Increased concessionality will also help reduce the future debt service obligations of SIDS, as the lingering impacts of the pandemic and subsequent global shocks have led to an eroding fiscal space and rising debt burdens.

In turn, freed up fiscal space can be channeled towards investments to bridge infrastructure gaps, strengthen social services, and scale up investments in climate adaptation and disaster risk reduction.

Fatima Yasmin is the Vice-President for Sectors and Themes of the Asian Development Bank.
© Eric Sales / ADB
Students at the Palau High School are beneficiaries of the North Pacific Regional Connectivity Investment Project, which aims to provide affordable, high-quality internet access.
© Eric Sales / ADB

Q: How does ADB's support, beyond concessional lending terms, contribute to improving access to finance for small businesses in SIDS?

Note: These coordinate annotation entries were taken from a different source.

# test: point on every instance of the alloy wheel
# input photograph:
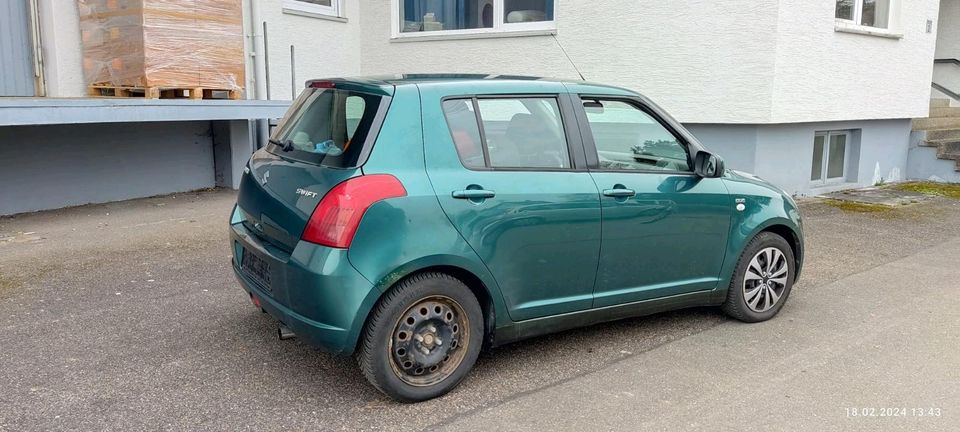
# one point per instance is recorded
(765, 279)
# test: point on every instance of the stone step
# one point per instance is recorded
(944, 112)
(939, 103)
(943, 135)
(934, 123)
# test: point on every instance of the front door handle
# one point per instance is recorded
(473, 194)
(619, 193)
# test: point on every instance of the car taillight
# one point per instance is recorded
(337, 216)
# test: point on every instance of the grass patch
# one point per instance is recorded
(858, 207)
(948, 190)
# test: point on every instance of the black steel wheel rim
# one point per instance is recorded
(429, 341)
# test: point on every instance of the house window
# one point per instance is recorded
(829, 157)
(868, 13)
(451, 17)
(319, 7)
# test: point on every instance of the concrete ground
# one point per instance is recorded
(126, 316)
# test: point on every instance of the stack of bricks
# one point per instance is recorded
(159, 45)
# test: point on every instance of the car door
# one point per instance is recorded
(506, 174)
(664, 229)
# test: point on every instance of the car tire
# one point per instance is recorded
(762, 280)
(422, 338)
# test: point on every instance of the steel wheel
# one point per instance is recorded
(429, 341)
(765, 279)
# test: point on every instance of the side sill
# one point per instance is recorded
(557, 323)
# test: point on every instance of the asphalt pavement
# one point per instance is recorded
(126, 316)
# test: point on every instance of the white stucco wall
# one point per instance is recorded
(60, 48)
(822, 74)
(702, 60)
(736, 61)
(322, 47)
(948, 30)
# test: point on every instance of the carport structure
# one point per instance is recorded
(62, 152)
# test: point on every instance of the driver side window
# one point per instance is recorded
(627, 138)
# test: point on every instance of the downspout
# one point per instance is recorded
(261, 128)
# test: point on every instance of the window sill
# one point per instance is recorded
(460, 35)
(848, 27)
(309, 14)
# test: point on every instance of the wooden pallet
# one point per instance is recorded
(103, 90)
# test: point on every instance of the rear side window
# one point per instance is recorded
(523, 132)
(331, 127)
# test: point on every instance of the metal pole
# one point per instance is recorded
(293, 75)
(266, 59)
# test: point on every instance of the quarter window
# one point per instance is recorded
(627, 138)
(425, 17)
(511, 132)
(870, 13)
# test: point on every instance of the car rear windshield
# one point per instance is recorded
(330, 127)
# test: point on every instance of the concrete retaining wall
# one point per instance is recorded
(53, 166)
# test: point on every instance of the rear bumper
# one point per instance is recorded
(314, 290)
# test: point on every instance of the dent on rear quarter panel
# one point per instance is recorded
(400, 236)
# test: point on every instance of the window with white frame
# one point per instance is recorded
(320, 7)
(472, 16)
(868, 13)
(829, 157)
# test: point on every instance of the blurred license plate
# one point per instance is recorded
(256, 268)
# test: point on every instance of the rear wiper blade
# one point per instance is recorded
(285, 145)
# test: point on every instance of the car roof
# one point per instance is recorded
(448, 80)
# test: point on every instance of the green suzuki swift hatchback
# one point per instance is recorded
(413, 220)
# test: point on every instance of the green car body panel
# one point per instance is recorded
(549, 251)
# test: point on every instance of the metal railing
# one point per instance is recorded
(955, 94)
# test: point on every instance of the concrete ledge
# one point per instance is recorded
(44, 111)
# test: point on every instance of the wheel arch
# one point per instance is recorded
(784, 227)
(487, 295)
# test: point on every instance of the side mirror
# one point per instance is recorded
(708, 165)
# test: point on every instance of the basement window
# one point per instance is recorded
(472, 18)
(830, 150)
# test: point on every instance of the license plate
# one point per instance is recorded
(256, 268)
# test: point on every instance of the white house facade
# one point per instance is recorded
(813, 95)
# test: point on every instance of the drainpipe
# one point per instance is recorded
(259, 69)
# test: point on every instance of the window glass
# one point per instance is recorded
(816, 171)
(519, 132)
(835, 161)
(845, 9)
(328, 126)
(876, 13)
(438, 15)
(462, 120)
(524, 133)
(521, 11)
(629, 139)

A: ADB’s finance sector work in the Pacific has a strong focus on reducing the finance gap in the small business sector. Here are some examples:

  • Secured transaction frameworks have been legislated in ten countries* across the region and secured collateral registries put in place. Through these, small businesses can use moveable assets such as cars, machinery, and crops value as loan collateral.
  • ADB has worked with financial institutions across the region to develop products within the agricultural supply chain. For example, lending products for ginger producers in Fiji through its Development Bank and vanilla growers in Papua New Guinea through MiBank.

*Cook Islands, Federated States of Micronesia, Fiji, Marshall Islands, Palau, Papua New Guinea, Samoa, Solomon Islands, Tonga, Vanuatu

  • Development banks in the region are mandated to lend to the micro and small business sector. ADB assists development banks in developing new lending products, improving their credit assessment policies, and helping them align their services with the needs of women-owned and -led businesses.
  • ADB is supporting Fiji with drafting legislation to allow alternate fundraising platforms that will provide simpler ways for small business to raise equity and debt.
  • In six countries* in the Pacific, ADB is supporting business development services for small businesses to help them improve their business strategy and prepare bankable financial proposals to submit to financial institutions. 

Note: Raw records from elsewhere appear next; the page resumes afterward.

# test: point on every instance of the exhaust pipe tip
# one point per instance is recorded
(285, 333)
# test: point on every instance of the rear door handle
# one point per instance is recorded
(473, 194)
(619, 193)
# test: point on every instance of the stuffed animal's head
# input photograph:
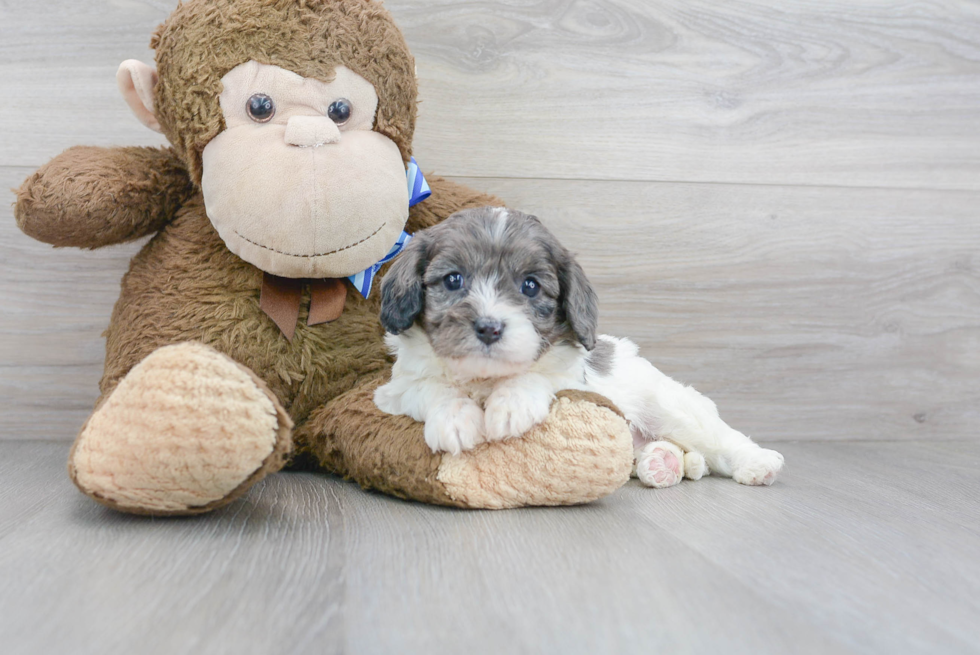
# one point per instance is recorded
(295, 118)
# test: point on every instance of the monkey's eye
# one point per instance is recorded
(453, 281)
(260, 108)
(339, 111)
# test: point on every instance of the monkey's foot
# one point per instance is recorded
(187, 430)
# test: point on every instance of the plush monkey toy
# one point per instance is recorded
(238, 344)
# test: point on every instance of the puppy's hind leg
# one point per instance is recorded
(659, 407)
(691, 420)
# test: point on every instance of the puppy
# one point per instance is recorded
(489, 316)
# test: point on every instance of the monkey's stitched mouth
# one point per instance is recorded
(322, 254)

* Cook Islands, Fiji, Samoa, Solomon Islands, Tonga, Vanuatu

Customers and staff at the Investment Promotion Authority, Papua New Guinea. ADB provides advisory and capacity-building assistance to help Pacific developing member countries of the ADB improve their business enabling environments.
© Gerhard Joren/ADB

Q: How does ADB, in collaboration with other partners, contribute to promoting sustainable trade practices, supporting the transition to green economies, and empowering women entrepreneurs in SIDS?

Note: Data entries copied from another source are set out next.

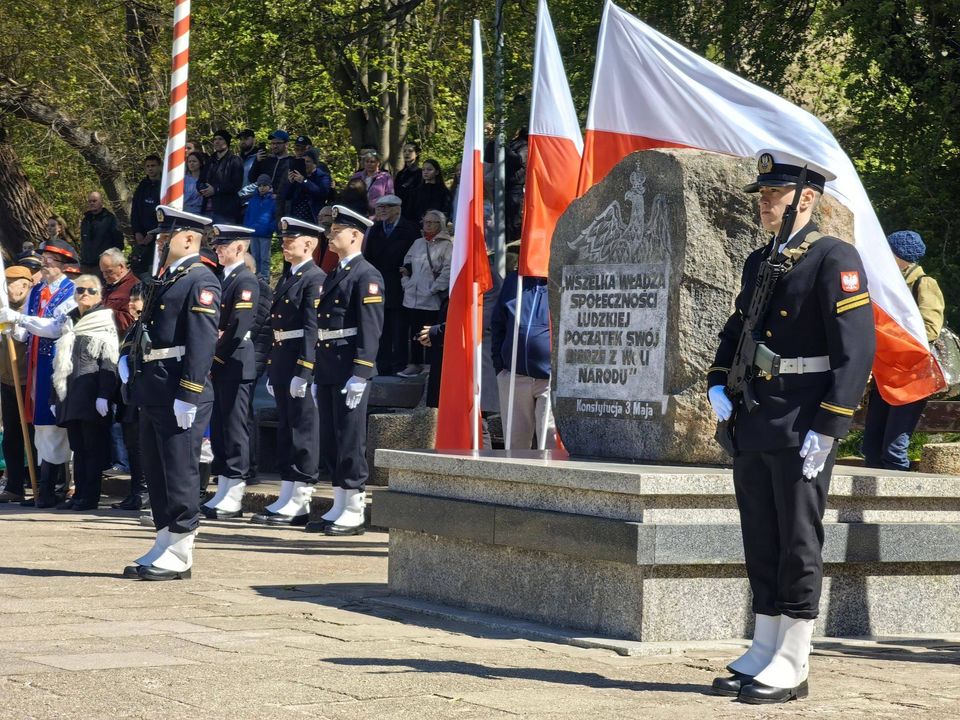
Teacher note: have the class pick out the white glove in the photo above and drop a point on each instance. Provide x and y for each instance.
(354, 391)
(298, 387)
(814, 451)
(9, 315)
(722, 407)
(186, 413)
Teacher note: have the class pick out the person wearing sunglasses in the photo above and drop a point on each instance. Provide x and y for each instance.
(84, 380)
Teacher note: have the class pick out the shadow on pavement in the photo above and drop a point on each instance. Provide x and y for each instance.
(560, 677)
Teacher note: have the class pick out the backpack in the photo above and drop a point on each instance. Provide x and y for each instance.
(945, 351)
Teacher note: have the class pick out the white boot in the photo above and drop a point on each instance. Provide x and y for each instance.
(760, 652)
(299, 502)
(339, 503)
(233, 498)
(223, 484)
(286, 490)
(351, 519)
(178, 556)
(790, 664)
(159, 545)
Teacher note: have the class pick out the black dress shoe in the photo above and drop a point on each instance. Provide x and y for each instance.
(152, 573)
(759, 694)
(131, 502)
(317, 526)
(216, 514)
(730, 686)
(287, 520)
(335, 530)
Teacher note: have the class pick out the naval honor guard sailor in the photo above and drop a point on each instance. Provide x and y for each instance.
(166, 364)
(820, 322)
(233, 372)
(293, 318)
(350, 323)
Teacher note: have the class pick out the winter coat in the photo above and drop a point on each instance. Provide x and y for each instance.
(429, 280)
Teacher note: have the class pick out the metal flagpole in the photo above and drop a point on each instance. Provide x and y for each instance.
(12, 354)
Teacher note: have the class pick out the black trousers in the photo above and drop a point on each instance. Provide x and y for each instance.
(394, 342)
(171, 464)
(297, 428)
(230, 428)
(781, 518)
(13, 451)
(90, 442)
(343, 437)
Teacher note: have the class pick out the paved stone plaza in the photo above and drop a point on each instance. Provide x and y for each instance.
(280, 624)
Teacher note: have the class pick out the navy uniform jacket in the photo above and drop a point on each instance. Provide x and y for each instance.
(352, 297)
(185, 310)
(235, 358)
(821, 306)
(294, 307)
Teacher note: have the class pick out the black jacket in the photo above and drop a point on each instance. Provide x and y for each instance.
(235, 358)
(386, 254)
(98, 232)
(225, 176)
(821, 306)
(90, 378)
(184, 311)
(352, 297)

Trade has lifted hundreds of millions of people out of poverty. Yet ADB’s Trade Finance Gaps, Growth and Jobs survey published in September 2023, estimated a global trade finance gap of $2.5 trillion in 2022 (from $1.7 trillion in 2020), with small businesses and women-led businesses the most underserved.

The ADB’s Trade and Supply Chain Finance Program aims to maximize trade’s potential development impact through guarantees and loans, as well as knowledge products, services, and solutions. Its mandate is to make global trade and supply chains “Green, Inclusive, Resilient, Transparent and Socially Responsible”, working in the most challenging markets, including small island developing States. 

In addition, our programme nurtures external partnerships to achieve its mandate, including to track carbon at each stage of a supply chain, to digitalize physical exports and imports, and to counter trade-based money laundering.

 

One of our initiatives looks at inclusion in trade through skills and capacity building of women-owned businesses. We do so in partnership with the International Trade Centre’s SheTrades Initiative. SheTrades offers various benefits to women in business, including access to markets, capacity building through its range of online trainings, networking opportunities that facilitate collaboration among women entrepreneurs, and advocacy for gender-inclusive trade policies. 

Partnerships, such as ADB’s collaboration with ITC, are thus critical to our programme’s mandate to make trade more green, inclusive, resilient, transparent, and socially responsible. 

ADB’s Trade and Supply Chain Finance, and its collaboration with ITC’s SheTrades Initiative are helping unlock the economic potential of women in the Pacific.